I also like to wonder why the titles are presented in the order they are, and why one book is more expensive than another.  Did A. Bertram Chandler piss somebody off?  Were his books poorer sellers than Emil Pataja's?  I've never even heard of Emil Pataja!

<UPDATE JAN 30 2014: I read a book by Emil Petaja, who doesn't necessarily spell his name the way Dell does in its advertising.>

I have read five of the listed books, but I'm not willing to say any of them are great; I'm counting three OK/averages and two lame/Idon'tgetits.  Opinions do differ, though, as we shall see.
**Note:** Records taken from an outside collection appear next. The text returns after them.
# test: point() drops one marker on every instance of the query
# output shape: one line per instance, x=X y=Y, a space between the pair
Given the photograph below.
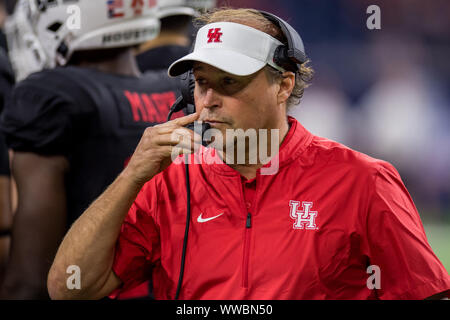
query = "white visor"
x=231 y=47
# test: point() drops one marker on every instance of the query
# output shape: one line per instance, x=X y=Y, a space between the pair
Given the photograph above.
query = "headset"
x=289 y=56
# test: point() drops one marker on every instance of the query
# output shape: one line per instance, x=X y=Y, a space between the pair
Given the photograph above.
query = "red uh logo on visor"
x=214 y=35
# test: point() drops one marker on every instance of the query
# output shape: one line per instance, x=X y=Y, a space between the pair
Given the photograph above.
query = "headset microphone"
x=289 y=56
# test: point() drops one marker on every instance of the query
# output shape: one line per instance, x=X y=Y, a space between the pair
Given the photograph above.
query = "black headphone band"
x=292 y=55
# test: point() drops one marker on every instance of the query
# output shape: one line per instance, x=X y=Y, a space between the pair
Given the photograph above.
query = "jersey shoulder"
x=337 y=155
x=40 y=113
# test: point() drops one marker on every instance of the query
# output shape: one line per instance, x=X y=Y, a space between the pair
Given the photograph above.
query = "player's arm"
x=5 y=221
x=90 y=242
x=39 y=224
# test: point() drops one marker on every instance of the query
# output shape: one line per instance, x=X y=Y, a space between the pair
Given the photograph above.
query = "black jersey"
x=95 y=119
x=160 y=57
x=6 y=85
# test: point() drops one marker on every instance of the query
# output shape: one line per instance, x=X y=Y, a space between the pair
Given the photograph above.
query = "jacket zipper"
x=248 y=226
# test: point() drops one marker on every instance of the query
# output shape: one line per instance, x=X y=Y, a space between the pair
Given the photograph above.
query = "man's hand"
x=154 y=152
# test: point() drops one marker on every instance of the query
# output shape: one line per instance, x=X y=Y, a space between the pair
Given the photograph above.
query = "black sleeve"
x=4 y=157
x=37 y=119
x=6 y=85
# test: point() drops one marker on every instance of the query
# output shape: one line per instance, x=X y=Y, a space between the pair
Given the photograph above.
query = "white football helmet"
x=184 y=7
x=45 y=33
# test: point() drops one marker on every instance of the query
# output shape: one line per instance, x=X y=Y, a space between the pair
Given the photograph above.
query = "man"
x=309 y=230
x=73 y=125
x=174 y=39
x=6 y=84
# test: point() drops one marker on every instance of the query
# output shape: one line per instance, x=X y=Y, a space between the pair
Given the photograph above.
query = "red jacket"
x=310 y=231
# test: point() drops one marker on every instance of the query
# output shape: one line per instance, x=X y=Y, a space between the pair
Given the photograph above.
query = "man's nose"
x=210 y=99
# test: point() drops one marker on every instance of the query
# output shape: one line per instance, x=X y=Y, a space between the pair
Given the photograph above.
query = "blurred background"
x=383 y=92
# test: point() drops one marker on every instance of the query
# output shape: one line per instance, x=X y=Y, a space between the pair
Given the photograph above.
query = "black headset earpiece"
x=292 y=55
x=289 y=57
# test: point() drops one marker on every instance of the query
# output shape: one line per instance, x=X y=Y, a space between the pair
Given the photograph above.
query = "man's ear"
x=287 y=84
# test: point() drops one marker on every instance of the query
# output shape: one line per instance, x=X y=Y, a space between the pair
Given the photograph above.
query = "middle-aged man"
x=309 y=230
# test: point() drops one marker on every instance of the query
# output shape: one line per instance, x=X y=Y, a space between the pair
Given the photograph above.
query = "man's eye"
x=200 y=81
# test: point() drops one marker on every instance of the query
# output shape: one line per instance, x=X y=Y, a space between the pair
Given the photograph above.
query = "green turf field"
x=439 y=238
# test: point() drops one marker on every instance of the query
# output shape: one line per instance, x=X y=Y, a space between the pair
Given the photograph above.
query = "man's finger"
x=183 y=121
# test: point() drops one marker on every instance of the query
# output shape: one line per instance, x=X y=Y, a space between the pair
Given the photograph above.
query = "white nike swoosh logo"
x=201 y=220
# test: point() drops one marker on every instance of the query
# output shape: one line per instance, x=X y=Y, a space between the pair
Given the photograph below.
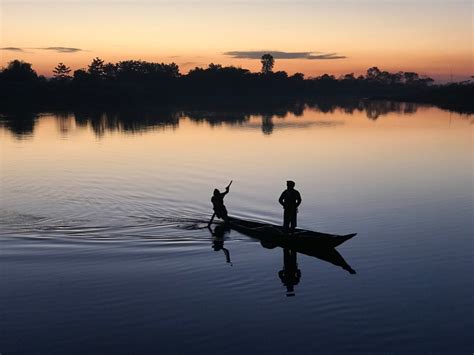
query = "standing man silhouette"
x=290 y=199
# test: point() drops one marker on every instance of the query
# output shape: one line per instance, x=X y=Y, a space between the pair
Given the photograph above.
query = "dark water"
x=104 y=247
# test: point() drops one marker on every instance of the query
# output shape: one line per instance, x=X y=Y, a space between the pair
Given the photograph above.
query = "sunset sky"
x=432 y=37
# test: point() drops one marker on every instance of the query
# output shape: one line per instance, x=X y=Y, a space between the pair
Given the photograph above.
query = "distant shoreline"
x=158 y=84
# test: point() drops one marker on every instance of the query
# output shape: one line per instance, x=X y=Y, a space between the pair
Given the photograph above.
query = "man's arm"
x=281 y=200
x=298 y=199
x=226 y=189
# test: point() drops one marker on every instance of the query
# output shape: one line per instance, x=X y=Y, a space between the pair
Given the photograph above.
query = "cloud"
x=57 y=49
x=13 y=49
x=62 y=49
x=284 y=55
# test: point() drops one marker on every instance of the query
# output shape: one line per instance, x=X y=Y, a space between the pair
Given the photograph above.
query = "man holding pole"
x=218 y=204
Deathworld 3 by Harry Harrison
I've read this twice and enjoyed it both times, but damned if I can remember anything about it.  It's an adventure story in which guys on horses kill astronauts that land on a planet, then an agent goes to the planet to make peace with the horse riders, or something like that.
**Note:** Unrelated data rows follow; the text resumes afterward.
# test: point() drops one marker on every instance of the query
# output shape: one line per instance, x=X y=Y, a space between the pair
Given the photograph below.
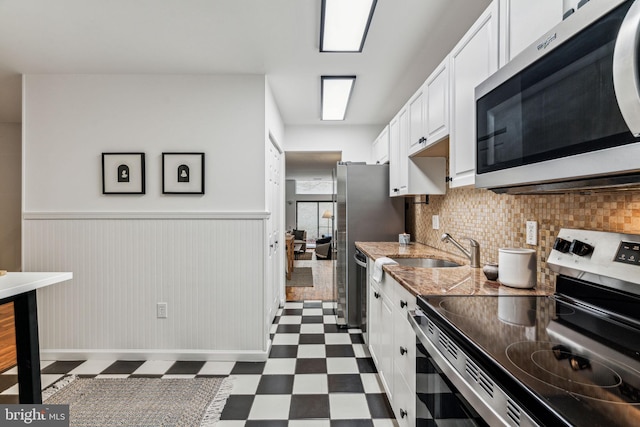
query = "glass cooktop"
x=577 y=361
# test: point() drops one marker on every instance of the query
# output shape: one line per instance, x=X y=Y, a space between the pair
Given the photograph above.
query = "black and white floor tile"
x=317 y=374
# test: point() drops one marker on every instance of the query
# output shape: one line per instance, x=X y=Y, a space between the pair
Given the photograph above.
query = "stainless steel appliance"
x=364 y=212
x=565 y=113
x=572 y=358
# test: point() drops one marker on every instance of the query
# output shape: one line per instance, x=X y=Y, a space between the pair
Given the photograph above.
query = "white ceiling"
x=279 y=38
x=311 y=165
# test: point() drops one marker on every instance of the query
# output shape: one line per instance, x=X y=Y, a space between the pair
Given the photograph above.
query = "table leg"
x=27 y=348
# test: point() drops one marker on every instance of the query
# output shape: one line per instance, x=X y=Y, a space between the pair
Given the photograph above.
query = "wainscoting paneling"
x=210 y=272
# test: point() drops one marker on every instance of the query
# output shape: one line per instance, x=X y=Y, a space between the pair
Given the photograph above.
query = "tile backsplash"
x=498 y=221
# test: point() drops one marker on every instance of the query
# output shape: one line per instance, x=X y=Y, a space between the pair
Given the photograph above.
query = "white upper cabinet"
x=523 y=22
x=472 y=60
x=407 y=175
x=394 y=154
x=417 y=111
x=380 y=147
x=437 y=111
x=429 y=110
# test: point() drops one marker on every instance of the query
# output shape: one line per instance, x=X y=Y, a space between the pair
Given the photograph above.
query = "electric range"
x=572 y=358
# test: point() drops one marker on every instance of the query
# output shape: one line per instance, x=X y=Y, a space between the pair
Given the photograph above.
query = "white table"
x=20 y=288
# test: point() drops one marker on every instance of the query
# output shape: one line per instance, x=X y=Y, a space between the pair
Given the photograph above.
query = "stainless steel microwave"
x=565 y=113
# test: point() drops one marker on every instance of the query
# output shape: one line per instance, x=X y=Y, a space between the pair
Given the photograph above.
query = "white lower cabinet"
x=381 y=335
x=392 y=344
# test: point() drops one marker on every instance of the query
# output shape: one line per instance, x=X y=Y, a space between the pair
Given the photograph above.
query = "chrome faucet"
x=473 y=254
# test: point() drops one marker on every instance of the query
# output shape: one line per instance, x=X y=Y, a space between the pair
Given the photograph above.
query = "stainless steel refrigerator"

The Cosmic Rape by Theodore Sturgeon
Earth people are cursed with individualism, but luckily an alien entity, the Medusa, comes to Earth and connects all our minds together.  There are lots of these collective consciousness stories out there, like Clarke's Childhood's End, Holly's The Green Planet, the anime Neon Genesis Evangelion, and so on.  The Cosmic Rape was later published under the title To Marry MedusaJoachim Boaz liked this a little more than me, and gave it 4 stars out of 5; I think it deserves an "acceptable/average" score of 3.   

The Killer Thing by Kate Wilhelm
Earth people are cursed with a lust to exploit the environment and primitive natives, but luckily some aliens with a powerful space navy come along and force us to behave.  There are lots of these "we are a bunch of jerks and would be better off if there were nice aliens to tell us what to do" stories out there, like Robert Crane's Hero's Walk and the film "The Day the Earth Stood Still."  Back in 2008 I wrote a hostile review of Killer Thing on Amazon.
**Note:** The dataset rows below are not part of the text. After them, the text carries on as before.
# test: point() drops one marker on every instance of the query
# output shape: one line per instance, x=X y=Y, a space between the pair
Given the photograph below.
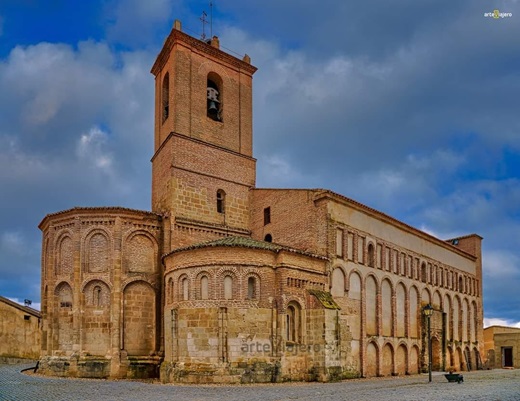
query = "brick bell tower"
x=203 y=168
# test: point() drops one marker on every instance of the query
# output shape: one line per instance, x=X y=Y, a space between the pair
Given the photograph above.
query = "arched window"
x=423 y=273
x=293 y=322
x=214 y=97
x=370 y=255
x=166 y=97
x=228 y=287
x=185 y=289
x=251 y=288
x=170 y=290
x=97 y=295
x=204 y=287
x=221 y=201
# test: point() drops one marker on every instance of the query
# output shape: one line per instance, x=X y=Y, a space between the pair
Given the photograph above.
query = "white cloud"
x=92 y=148
x=500 y=322
x=127 y=17
x=501 y=265
x=12 y=242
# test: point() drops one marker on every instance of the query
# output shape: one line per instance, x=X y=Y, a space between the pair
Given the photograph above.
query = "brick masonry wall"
x=295 y=219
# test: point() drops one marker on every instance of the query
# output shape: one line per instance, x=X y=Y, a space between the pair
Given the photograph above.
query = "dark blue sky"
x=409 y=107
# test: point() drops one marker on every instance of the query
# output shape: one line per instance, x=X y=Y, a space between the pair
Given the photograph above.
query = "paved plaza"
x=490 y=385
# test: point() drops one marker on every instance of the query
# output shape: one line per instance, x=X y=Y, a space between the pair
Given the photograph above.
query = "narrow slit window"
x=221 y=200
x=267 y=216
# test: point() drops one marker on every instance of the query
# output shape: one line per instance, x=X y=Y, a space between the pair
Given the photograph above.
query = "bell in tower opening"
x=213 y=103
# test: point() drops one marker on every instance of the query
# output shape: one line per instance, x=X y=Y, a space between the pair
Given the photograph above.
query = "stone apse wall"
x=19 y=331
x=248 y=312
x=101 y=293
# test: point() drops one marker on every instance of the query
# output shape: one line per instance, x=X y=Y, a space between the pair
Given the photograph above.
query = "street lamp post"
x=428 y=311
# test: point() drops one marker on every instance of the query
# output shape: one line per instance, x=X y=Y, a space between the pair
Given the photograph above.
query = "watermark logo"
x=496 y=14
x=268 y=347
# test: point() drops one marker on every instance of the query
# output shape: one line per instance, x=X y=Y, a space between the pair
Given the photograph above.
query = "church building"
x=223 y=282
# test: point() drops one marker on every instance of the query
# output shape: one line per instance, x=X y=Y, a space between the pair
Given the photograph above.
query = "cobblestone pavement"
x=491 y=385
The Status Civilization by Robert Sheckley
I read this many years ago and remember thinking it was a boring bunch of cliches: the tyrannical Earth government sends a guy to a prison planet where he fights a robot in the arena and then leads the resistance, or something.  Joachim Boaz at sfruminations read it years after I did and thought it a brilliant satire.  What can I say?  Maybe I'm dense.

Spartan Planet by A. Bertram Chandler
This is one of the many books chronicling the career of space navy officer John Grimes.  I've read a bunch of these, totally out of order, and liked most of them.  As I recall, this is the one in which Grimes comes upon a planet where all the women are hidden in a secret lab, and an entire civilization has developed consisting solely of men who, not even knowing women exist, turn to homosexual behavior for love and sexual satisfaction.  Grimes's ship includes female crew members, and the whole society undergoes a revolution when they show up.  This would be a good book to read if you were writing a dissertation about attitudes towards gays in SF.   

*******

Five out of 19 doesn't sound like a lot, but the page says if you ordered five or more of the listed books from Dell then shipping was free, so I am considering five to be a passing grade.  And until I hear differently, I am considering myself king of the science fiction mountain for having read five of the books from this list - feel free to report how many of these books you have read in the comments, especially if you have read six or more and are in a position to dethrone me, or think I'm out of my mind and some of these books really are great.